My new passport arrived on Monday. All credit to the passport office, I sent it off last Monday lunchtime and the new one was waiting for me when I got home from work the next Monday, despite being told repeatedly three to four weeks. It’s very shiny and I’m christening it by taking it to Iceland next week.
I was thinking about what to do over there and decided I’m going for RE’s Warm Bath & Cool Lights tour, which combines hunting for the Northern Lights with a trip to Fontana spa. It’s always exciting to go out looking for the Lights but it becomes something more if you do something else because if the Lights don’t show up – which, to be honest, is more than likely – you’ve still had an interesting night out.

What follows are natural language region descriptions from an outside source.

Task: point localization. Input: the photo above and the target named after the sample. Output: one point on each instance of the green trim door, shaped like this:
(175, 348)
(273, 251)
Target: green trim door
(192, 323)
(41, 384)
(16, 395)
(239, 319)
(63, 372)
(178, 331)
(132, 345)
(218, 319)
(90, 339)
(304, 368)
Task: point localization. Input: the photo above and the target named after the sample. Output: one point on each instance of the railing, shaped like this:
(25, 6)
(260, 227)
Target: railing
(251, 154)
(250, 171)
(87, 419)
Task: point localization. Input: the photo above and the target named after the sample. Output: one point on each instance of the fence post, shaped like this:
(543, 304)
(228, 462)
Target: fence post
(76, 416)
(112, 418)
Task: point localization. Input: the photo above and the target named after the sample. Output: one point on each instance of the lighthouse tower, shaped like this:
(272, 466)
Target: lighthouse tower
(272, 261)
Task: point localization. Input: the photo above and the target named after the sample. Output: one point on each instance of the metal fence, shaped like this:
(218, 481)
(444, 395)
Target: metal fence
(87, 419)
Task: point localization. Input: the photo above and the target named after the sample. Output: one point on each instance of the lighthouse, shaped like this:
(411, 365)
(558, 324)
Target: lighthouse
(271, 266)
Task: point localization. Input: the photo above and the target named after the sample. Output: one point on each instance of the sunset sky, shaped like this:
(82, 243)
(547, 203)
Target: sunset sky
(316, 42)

For example, I’d almost forgotten that part of the reason I went out snowshoeing in Sweden was to look for the Lights. They were uncooperative but I still had a great night out pitting my wits and my strength against a pair of plastic tennis rackets (and losing badly), pattering over a very frozen lake and then fika in a barbecue hut with a roaring fire. If you go looking for the Lights by dogsled, then you get the fun of the dogs and the sledding and the adrenaline even if the sky stays dark (I have never done this but I’d like to). A little over a year ago, I basically got the Golden Circle tour by moonlight – after we’d been in the spa in the dark, we went round Þingvellir and Halldor Laxnes’s house and Skálholt and visited some horses and got frozen half to death and I don’t think anyone really cared that all we’d seen in the sky was a blindingly bright full moon.
On the other hand, the best Lights I’ve ever seen were a night where we did nothing but look out for them, on a bank on my favourite campsite, 8 or so coachloads of tourists, most of whom stayed in the little restaurant drinking coffee all night. But if the Lights hadn’t come out, it might have been a very cold and tedious night indeed.
You can always get a car and go out by yourself but I find it’s cheaper and easier to go as part of a tour, with drivers and/or guides who know what the Lights are like and where they’re likely to be visible. Even better, most tour companies offer these activity nights and those I hugely recommend. So go and do that, if you’re visiting the right part of the world at the right time of year and it’s a good clear cold night.